A new collaboration has been born and involves a pair of top experts in the denim and fashion markets, Antonio Di Battista and Alessandro Squarzi. The two, owners of the premium denim brand Blue Blanket and the men’s fashion label Fortela respectively, have just started their first project Fortela with Blue Blanket by offering a special limited edition shirt model, Pasadena, made with Japanese dead stock selvedge denim and completed by special stonewashing and handmade finishings.

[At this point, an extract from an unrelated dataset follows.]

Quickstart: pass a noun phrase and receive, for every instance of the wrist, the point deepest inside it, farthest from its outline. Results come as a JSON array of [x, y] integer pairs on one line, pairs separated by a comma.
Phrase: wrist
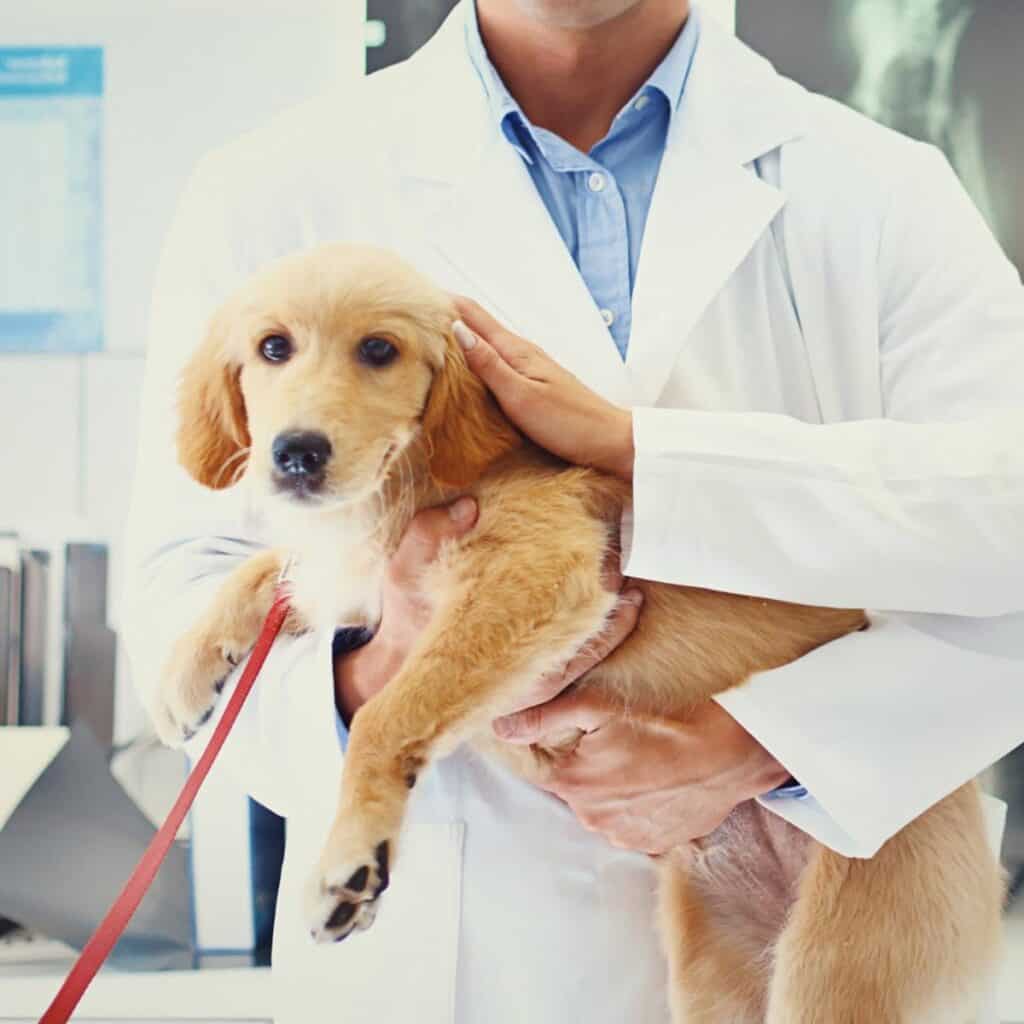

How did this collab start?
Antonio Di Battista (ADB):
Squarzi and I have known each other for long and reciprocally appreciated our work, but had never worked on any specific project together. As he had found a roll of Japanese dead stock selvedge denim from the ’50s in a company that was going to close, he suggested we might do a project together using this fabric that otherwise might have been thrown away. As I own many rare vintage shirts, Squarzi told me: “Choose one of your most favorite archive pieces and let’s start that.”

Alessandro Squarzi (AS): Di Battista and I share many passions. Among others, we are both collectors and deeply love jeans. Plus, I had always wanted to a high-research project with him as I highly esteem him. For this project I designed the shirt and Di Battista took care of its washes. This is how we did these 120 limited edition men’s shirts.

Alessandro Squarzi, founder, Fortela
Photo: Fortela
Alessandro Squarzi, founder, Fortela
Can you tell us more about the shirt?
ADB:
I chose to reproduce an old US shirt from the 1920s from my archive. It’s from a very old jean and rare brand, Roebuck. It is a very particular style for special aged areas and for its slightly aged enamel-covered metal buttons with some rust appearing on their surface. We reproduced this shirt entirely, rust included. This shirt carries many agings and worn-out areas as it is a very faithful reproduction of the original one. Plus, the fabric we used is very particular as it is made with a very thin selvedge which is only two-yarn thick.


Where does its name come from?
ADB:
I don’t like to give names to the products I offer as I prefer to use codes. Squarzi instead insisted we had to call it something. As I had no idea about that he asked me: “Where did you find it?” And my answer was “Pasadena.” That’s why we called it like that.
Antonio Di Battista, founder, Blue Blanket
Photo: Blue Blanket
Antonio Di Battista, founder, Blue Blanket
How was this experience? Will you offer more pieces in the future?
ADB:
I deeply loved it, and it was a great experience. Plus I did something I never do with my brand as Blue Blanket only offers unwashed items, while this shirt has been stonewashed and aged quite a lot, but the product looks amazing.

AS: I believe in these kind of synergies. I think they can always teach you something and I like to work with people who are more expert than I am so that I can learn from them. Among the other collaborations I recently worked on there were Manteco and Fay. I like to do special and very focused projects like the Pasadena shirt. I think we will continue offering some more pieces like, for instance, a beautiful pair of chinos we could launch for s/s 2022 and maybe later a leather jacket.
The result is great as we put in it all our love for denim and vintage as we like to offer products with true content and with a story to tell. A product with a history never goes out of fashion. Fashion that runs after trends, instead, ends up being out of fashion very soon.


How much does this shirt cost?
ADB:
It costs €490 at retail. I will sell 60 pieces through my e-commerce and stores and Squarzi the other 60 through his own network.